Adam P Hunt is a freelance writer who has previously written for The Library Journal and Premier Guitar Magazine. We are so happy to have him join us here at Guitar Radio Show.com.


500 Words by Adam Hunt In Defense of Relic Guitars

Contrary to popular belief the whole “relic” guitar thing didn’t start off as a request by Keith Richards. The story has been repeated enough times that it’s taken on a life of it’s own but again, the story isn’t true.

The truth of the matter is that artificially aging an instrument predates Antonio Stradivari and was done for the same reason why people like a “lived in” looking guitar, it has mojo.

I’ve owned or have played many vintage guitars throughout the years but nearly every one of them had issues. Issued that ranged from miss matched parts, like my ’59 ES 125 some one unceremoniously replaced the P90 with a ’72 “Gibson” humbucker, to structural issues like the pre War Martin that was constantly needing to go under the knife every couple of months in order to keep it in working order.

Don’t get me wrong when the pre War was working it was magic but it was also a money sink.

It seems to me that people get hung up on the six “pres” when it comes to vintage guitars:

•Pre WWII CF Martins
•Pre CBS Fenders
•Pre 1964 Gretsches
•Pre Norlin Gibsons
•Pre factory PRS
•Pre Kaman Hamer

There are plenty of fine examples of vintage guitars out there… for a price. Just recently I swung over to Ghrun Guitars to see what an early Fender Esquire would set you back, $28,000.

According to CNN Money the average household income for 2013 was $56,000.

That ’52 Esquire isn’t looking so good now is it?

For a 1/10th of what the ’52 would set you back there’s plenty of people who make vintage replicas.

Including Fender.

What I think gets up in the nose of vintage snobs is they fear that a modern reproduction will somehow affect the price of vintage originals.

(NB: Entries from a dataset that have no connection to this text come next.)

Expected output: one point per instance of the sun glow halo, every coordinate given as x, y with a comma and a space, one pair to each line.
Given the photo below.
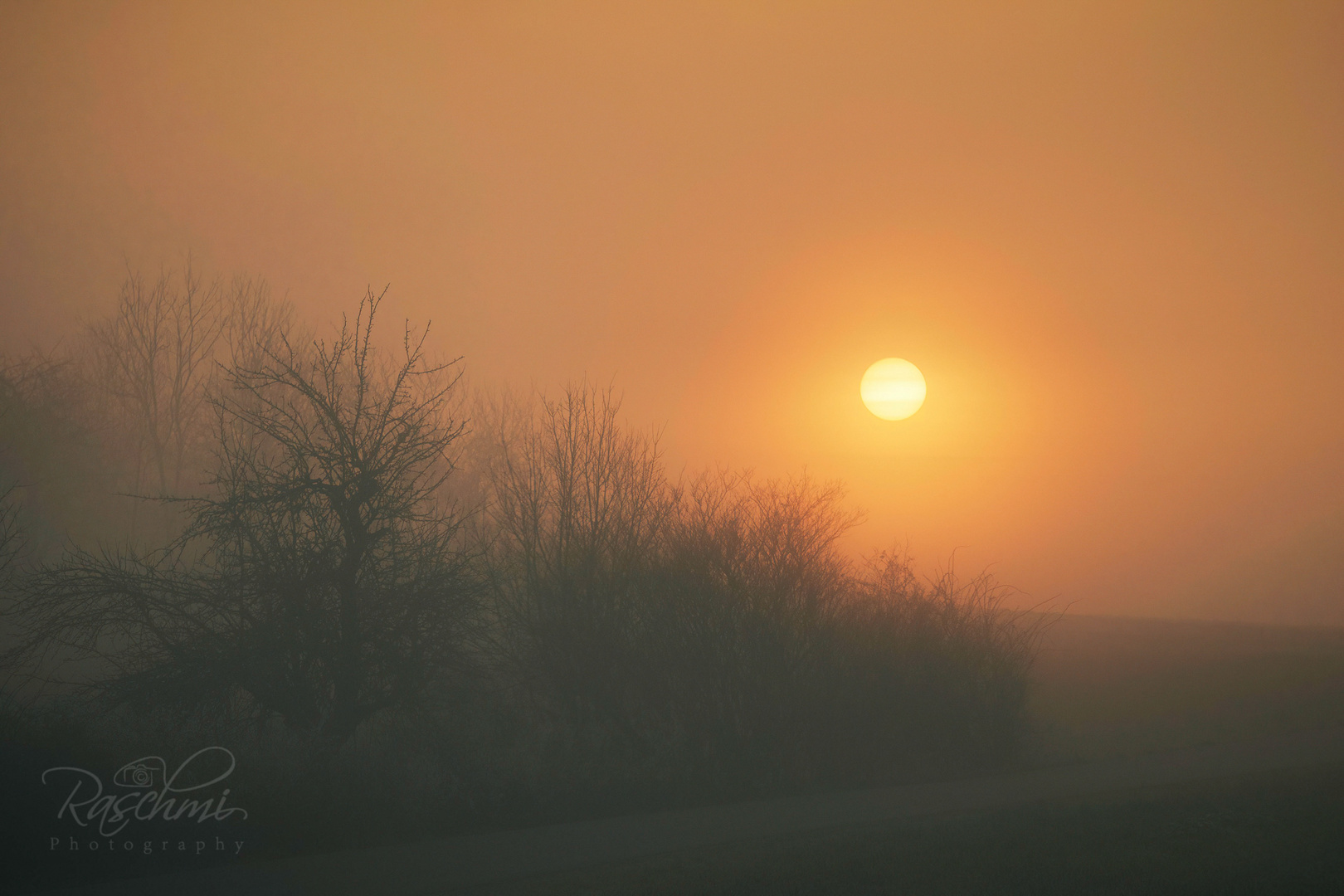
893, 388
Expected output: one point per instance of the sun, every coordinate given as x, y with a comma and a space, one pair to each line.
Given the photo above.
893, 388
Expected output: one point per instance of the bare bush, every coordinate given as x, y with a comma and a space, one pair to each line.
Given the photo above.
321, 581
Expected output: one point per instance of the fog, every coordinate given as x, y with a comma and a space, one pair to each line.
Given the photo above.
1109, 238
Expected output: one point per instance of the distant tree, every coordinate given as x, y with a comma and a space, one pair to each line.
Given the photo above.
321, 579
156, 358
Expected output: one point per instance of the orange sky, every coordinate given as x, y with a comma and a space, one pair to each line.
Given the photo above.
1109, 236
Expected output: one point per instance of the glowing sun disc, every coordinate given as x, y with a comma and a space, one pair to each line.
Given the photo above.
893, 388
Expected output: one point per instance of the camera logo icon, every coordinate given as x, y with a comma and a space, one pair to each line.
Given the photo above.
147, 772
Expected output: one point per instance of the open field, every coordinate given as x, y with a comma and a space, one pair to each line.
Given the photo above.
1170, 757
1114, 687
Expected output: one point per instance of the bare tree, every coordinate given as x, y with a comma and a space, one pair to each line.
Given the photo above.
577, 504
155, 356
321, 581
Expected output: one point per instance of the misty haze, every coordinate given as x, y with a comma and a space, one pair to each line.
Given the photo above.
671, 449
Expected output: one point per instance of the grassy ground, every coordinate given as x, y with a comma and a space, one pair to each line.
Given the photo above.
1112, 687
1264, 835
1103, 688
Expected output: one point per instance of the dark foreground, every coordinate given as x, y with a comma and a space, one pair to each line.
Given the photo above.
1176, 758
1277, 833
1265, 817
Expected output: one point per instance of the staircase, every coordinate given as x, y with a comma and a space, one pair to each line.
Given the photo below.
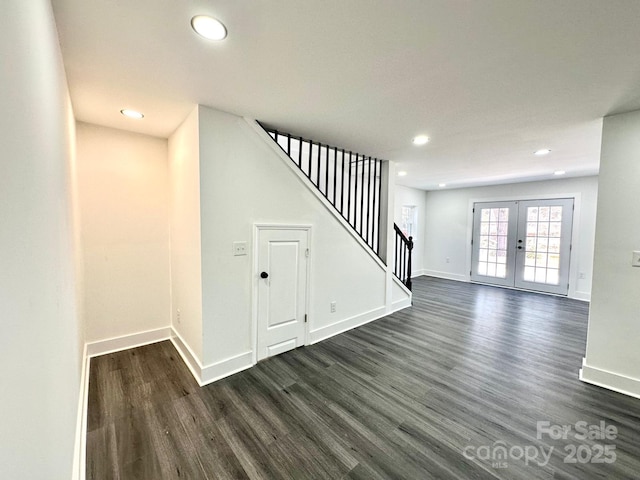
352, 184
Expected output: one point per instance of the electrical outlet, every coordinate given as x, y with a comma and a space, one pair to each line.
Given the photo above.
239, 248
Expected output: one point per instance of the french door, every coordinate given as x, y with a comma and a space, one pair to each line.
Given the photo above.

Historically that hasn’t proven to be the case so don’t loose any sleep over that particular issue.

The other criticism is that somehow a relic reproduction is cheating. If a relic guitar plays great, sounds great, and you don’t have to worry every moment you’re playing it because you are afraid you are diminishing its value, perhaps a relic may be viable alternative.

Sure, there are a good number of musicians who made vintage guitars the objet de desir they have become. The fact of the matter is many of them don’t tour with their vintage guitars and often times they have relic reproductions made just to use on stage.

Or, as in the case of Eric Clapton or Jeff Beck, they use modern guitars.

But even with a top dollar relic guitar it will never sound like a vintage original unless and until you play it through an all-original vintage amp with a vintage chord.


For me as a player the things I look for are playability, tone and reliability and if I can get those things through a relic guitar, awesome.